It is a travesty that the nomination of Kathleen M. Sweet as U.S. District Court judge has been left to languish.
Justice is not being served. Instead, the court is limping along with one of its four judgeships unfilled. Were it not for the civic-mindedness of senior judges who could have retired, the situation would be much more critical.
Senate Majority Leader Mitch McConnell, who has refused for months to allow Sweet’s nomination and 19 others to move forward, has chosen self-service over public service. It’s not right. What’s needed is a bipartisan agreement among senators to allow debate and a vote on Sweet’s nomination.
McConnell believes that by stalling this and other nominations that they will get better candidates, particularly as Donald Trump prepares to take his place in the Oval Office.
Sweet is not alone in waiting. Nearly 10 percent of federal court judgeships are vacant.
The federal caseload here is overwhelming, and the vacancy contributes to a lengthy backlog of civil and criminal cases that makes this area among the worst in the nation. Because criminal cases receive priority, civil cases keep getting pushed back. It takes, on average, more than five years for civil cases to come to trial in Buffalo.
President Obama recommended Sweet back in March. Sweet made it through the Senate Judiciary Committee in early September without opposition.
If allowed to come to a vote, she would likely be confirmed. While she would be the first female federal judge based in Buffalo, her qualifications are stellar.
Sweet is a well-known civil attorney, a partner in Gibson, McAskill & Crosby, where she specializes in medical malpractice cases. She is a former president of the Erie County Bar Association and has received strong support from her colleagues in the legal system. “She’s a terrific nominee and would be a tremendous asset to the court,” said Chief U.S. District Judge Frank P. Geraci Jr.
Vacancies have hampered the U.S. District Court here for years.
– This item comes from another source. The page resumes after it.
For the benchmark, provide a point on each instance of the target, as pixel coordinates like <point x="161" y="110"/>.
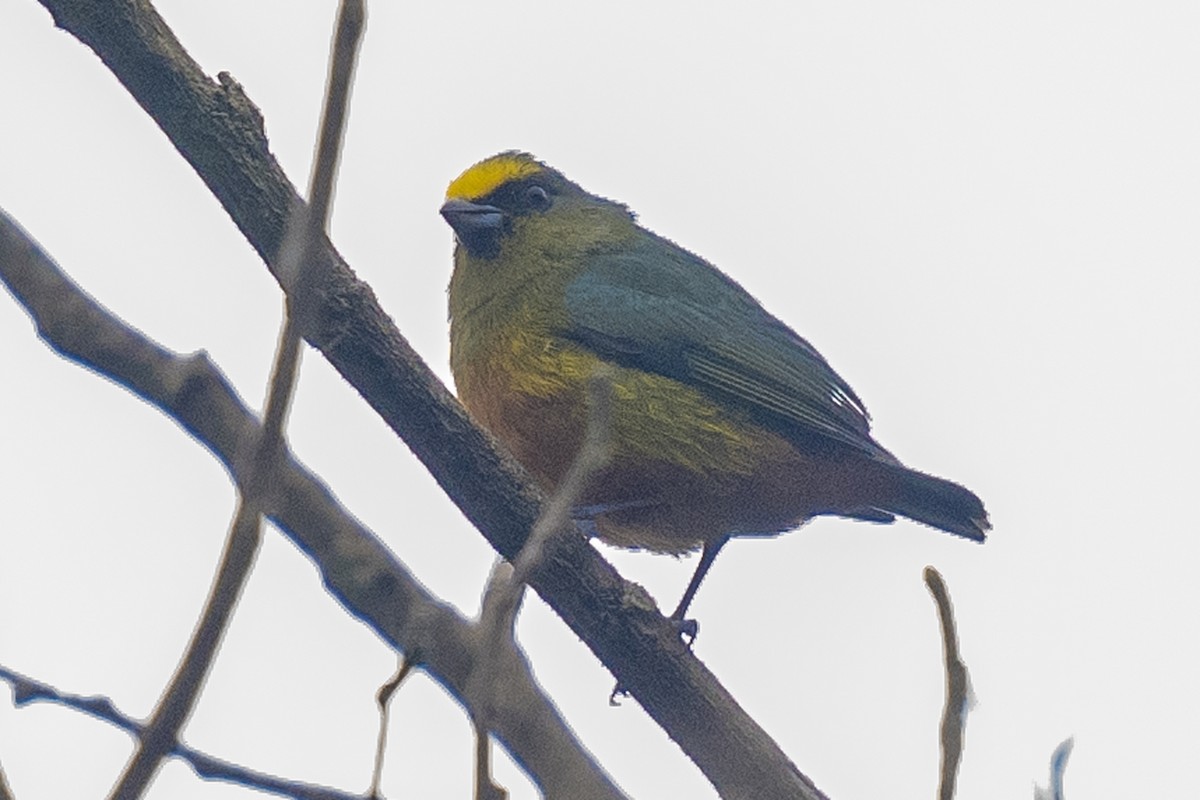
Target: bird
<point x="725" y="422"/>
Judges William M. Skretny and Richard J. Arcara have senior status and could have retired. Fortunately they have chosen to continue hearing cases. Some help arrived last year when Buffalo attorney Lawrence J. Vilardo was confirmed to the court to replace Arcara.
Sen. Charles E. Schumer, D-N.Y., has been pushing for years to fill the vacancies. As the state’s senior senator it has been his job to make recommendations to the White House, and has worked diligently to do so.
Still, Republican roadblocks have hampered those efforts. Starting the process over with a new nomination after Trump is inaugurated means the seat will be vacant for many, many more months. As Schumer said, that would be “unfair to all those seeking speedy justice in Buffalo and Western New York.”
There is no reason, other than politics, to delay Sweet’s nomination. Her abilities and the demands of justice argue for her confirmation.